Association of Hemolysins, IgM Titers, and IgG Titers
Interestingly, the association among anti‐A IgM titers, anti‐A IgG titers, and anti‐A hemolysin grade were demonstrated (P < 0.05), whereas significant association was found (P < 0.05) between anti‐B hemolysin grade and anti‐B IgM titer, as shown in Table 2.
Table 2.
Comparison of Hemolysin Grades and Immunoglobulin Titers
| Anti‐A titer | Anti‐B titer | |||||||
|---|---|---|---|---|---|---|---|---|
| IgM[Link] | IgG | IgM[Link] | IgG | |||||
| Hemolysin grade/titer | <64 | ≥64 | <64 | ≥64 | <64 | ≥64 | <64 | ≥64 |
| 0 and 1 | 44.8% | 55.2% | 9.0% | 91.0% | 33.8% | 66.2% | 6.8% | 93.2% |
| 2 & 3 | 5.2% | 94.8% | 5.2% | 94.8% | 6.6% | 93.4% | 2.6% | 97.4% |
*P value < 0.05.
DISCUSSION
It is suggested that environmental factors, enteric bacteria, and other parasites may have affected the production of anti‐A and anti‐B titers 22, 23, 24. Moreover, a high frequency of strongly hemolytic anti‐A and anti‐B hemolysins has been reported in Asian and Black populations compared with Caucasians 12, 23, 25, which may be due to mosquito bites and intestinal parasitic infections 15. In addition, high titers of ABO antibodies in group O individuals can also be the outcome of vaccination or other antigen exposures 26.
The data on the Ig types and concentration of ABO antibodies in the Thai population are obscure.

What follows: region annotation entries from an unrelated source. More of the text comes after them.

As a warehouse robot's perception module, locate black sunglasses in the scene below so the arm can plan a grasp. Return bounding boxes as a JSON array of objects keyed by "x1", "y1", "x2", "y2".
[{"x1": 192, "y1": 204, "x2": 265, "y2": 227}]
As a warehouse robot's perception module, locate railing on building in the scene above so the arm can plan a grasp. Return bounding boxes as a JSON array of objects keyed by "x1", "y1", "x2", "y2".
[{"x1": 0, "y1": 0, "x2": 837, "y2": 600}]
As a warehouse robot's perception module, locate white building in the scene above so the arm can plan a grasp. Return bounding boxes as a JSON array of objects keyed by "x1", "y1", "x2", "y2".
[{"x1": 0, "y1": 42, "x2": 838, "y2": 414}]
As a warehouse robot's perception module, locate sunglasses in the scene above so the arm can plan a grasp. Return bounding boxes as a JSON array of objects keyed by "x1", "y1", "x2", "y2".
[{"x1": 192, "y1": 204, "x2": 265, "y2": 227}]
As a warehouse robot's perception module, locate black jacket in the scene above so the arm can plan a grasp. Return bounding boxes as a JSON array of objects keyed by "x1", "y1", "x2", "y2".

The high frequency of anti‐A and anti‐B hemolysins in group O blood donors in this study is higher than other previous studies in Nigerian and Indian populations because of the increasing numbers of female donors. High titers of anti‐A hemolysins were also associated with female blood donors, which may be caused by pregnancies.
A previous study in Japanese group O blood donors showed that IgM anti‐A, and anti‐B titers were low, and no differences were noted between sexes 16, while in this study IgM anti‐A and anti‐B titers in group O Thai blood donors were high. Only IgM anti‐B titers were significantly decreased according to an increase of donor age.

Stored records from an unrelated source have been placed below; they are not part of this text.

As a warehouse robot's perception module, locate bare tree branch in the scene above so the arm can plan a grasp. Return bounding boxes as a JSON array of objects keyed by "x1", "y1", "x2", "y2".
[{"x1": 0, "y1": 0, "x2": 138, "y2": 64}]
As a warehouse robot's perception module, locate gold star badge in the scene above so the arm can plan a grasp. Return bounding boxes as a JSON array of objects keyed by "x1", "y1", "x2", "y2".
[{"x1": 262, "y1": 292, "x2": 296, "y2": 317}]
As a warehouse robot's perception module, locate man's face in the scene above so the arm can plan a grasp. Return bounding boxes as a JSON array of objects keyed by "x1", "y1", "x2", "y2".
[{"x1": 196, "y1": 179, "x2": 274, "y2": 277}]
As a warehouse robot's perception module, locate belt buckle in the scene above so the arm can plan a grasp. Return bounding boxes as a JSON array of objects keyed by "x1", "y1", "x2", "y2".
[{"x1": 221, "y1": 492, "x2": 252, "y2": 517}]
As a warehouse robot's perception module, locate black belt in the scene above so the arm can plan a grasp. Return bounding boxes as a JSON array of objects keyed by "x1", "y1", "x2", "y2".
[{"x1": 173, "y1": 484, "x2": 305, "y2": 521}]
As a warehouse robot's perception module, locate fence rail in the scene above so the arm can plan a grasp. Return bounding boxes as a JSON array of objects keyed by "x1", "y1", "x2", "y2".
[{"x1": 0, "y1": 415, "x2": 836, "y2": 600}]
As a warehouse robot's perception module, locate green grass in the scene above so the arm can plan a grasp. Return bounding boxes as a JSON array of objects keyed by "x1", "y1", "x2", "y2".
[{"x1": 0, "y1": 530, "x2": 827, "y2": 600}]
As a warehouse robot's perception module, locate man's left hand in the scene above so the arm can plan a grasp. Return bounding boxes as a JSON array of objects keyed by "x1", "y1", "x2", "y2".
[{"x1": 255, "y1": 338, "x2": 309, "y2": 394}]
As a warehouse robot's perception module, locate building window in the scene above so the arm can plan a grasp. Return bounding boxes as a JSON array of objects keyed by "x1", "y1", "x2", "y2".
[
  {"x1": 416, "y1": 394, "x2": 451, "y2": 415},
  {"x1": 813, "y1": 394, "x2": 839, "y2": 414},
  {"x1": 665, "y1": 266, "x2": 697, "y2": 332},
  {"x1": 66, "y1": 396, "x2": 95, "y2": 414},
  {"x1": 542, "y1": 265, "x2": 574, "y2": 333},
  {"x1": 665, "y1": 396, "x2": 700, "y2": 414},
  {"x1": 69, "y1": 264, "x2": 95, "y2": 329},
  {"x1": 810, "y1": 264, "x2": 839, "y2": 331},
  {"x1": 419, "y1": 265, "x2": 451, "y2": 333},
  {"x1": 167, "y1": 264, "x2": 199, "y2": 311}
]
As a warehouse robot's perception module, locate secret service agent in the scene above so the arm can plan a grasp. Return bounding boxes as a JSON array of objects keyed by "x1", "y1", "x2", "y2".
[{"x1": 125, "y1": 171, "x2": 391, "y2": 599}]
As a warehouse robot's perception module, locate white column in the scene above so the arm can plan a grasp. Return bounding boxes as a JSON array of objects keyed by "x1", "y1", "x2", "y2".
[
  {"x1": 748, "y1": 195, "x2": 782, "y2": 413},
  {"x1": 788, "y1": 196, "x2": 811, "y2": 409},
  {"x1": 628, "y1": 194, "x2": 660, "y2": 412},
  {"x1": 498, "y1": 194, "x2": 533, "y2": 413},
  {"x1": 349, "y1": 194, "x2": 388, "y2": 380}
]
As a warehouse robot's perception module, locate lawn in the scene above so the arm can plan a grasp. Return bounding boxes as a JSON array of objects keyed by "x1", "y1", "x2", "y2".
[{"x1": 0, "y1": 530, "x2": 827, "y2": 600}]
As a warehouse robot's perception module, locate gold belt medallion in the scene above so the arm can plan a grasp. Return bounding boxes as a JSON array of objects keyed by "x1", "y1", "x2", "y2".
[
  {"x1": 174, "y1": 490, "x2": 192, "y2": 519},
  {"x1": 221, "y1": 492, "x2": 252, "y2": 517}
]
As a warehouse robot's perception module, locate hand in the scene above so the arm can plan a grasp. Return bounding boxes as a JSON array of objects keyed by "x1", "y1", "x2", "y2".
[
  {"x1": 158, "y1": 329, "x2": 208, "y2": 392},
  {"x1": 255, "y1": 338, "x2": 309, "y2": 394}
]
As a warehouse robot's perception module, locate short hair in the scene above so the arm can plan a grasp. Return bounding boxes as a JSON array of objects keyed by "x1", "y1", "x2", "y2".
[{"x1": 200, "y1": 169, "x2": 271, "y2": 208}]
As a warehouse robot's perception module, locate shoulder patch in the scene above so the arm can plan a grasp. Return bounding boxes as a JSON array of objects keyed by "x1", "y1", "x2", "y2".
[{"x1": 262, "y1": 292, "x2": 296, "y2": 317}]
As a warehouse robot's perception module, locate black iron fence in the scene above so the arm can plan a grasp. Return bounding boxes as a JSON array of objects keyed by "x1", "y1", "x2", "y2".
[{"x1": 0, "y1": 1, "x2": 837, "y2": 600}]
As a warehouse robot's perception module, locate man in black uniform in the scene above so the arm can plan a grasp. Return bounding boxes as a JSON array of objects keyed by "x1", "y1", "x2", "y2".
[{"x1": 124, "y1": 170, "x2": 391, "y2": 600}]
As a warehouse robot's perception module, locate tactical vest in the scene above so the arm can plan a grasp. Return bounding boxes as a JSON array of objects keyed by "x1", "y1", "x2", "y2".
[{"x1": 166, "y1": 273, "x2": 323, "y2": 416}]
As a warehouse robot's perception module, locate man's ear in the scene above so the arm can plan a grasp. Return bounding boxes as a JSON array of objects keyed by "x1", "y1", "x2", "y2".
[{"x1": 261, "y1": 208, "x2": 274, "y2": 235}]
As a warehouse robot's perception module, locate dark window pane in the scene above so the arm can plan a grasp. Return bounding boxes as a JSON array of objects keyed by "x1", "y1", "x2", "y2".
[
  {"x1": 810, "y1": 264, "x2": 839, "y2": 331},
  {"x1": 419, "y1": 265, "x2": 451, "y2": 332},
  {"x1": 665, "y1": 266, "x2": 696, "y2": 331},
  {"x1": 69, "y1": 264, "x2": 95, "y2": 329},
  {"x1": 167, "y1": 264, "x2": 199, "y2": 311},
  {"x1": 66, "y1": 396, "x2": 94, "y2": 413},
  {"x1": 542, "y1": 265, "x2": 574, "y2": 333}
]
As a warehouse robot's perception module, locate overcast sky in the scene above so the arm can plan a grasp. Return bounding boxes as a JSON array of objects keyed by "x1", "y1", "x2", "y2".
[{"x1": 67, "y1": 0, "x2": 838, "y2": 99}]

Additionally, IgG titers of anti‐A and anti‐B in Japanese donors showed differences between sexes and increase in donor age, especially in female blood donors 16. In contrast, no association was found between sex and age with IgM and IgG anti‐A and anti‐B titers in group O Thai blood donors.
Correlation between IgM and IgG levels has been demonstrated in Zimbabweans 25. We also found significant association among anti‐A IgM titers, anti‐A IgG titers, and anti‐A hemolysin grade, while only significant association between anti‐B hemolysin grade and anti‐B IgM titer was demonstrated.
In cases of emergency, it is common practice to transfuse ABO‐incompatible platelets to patients because of limited supply and short shelf life of platelets. Therefore, it is important to avoid transfusion of immune anti‐A and anti‐B antibodies to nongroup O patients. This study reports a high frequency of immune ABO antibodies in group O Thai blood donors. In addition to screening for hemolysins and high IgG titers, which is labor‐intensive and time‐consuming, screening for high IgM titers is beneficial because of its simplicity. Therefore, it can be used as an alternative to screen female group O apheresis donors.
ACKNOWLEDGMENTS
This work is supported by the National Research University Project of Thailand, Office of Higher Education Commission, and the Faculty of Allied Health Sciences, Thammasat University. We also thank Mr. Jesada Kittikul for his advice concerning statistics.
REFERENCES
- 1. Fung MK, Downes KA, Shulman IA. Transfusion of platelets containing ABO‐incompatible plasma: a survey of 3156 North American laboratories. Arch Pathol Lab Med 2007;131:909–916. [DOI] [PubMed] [Google Scholar]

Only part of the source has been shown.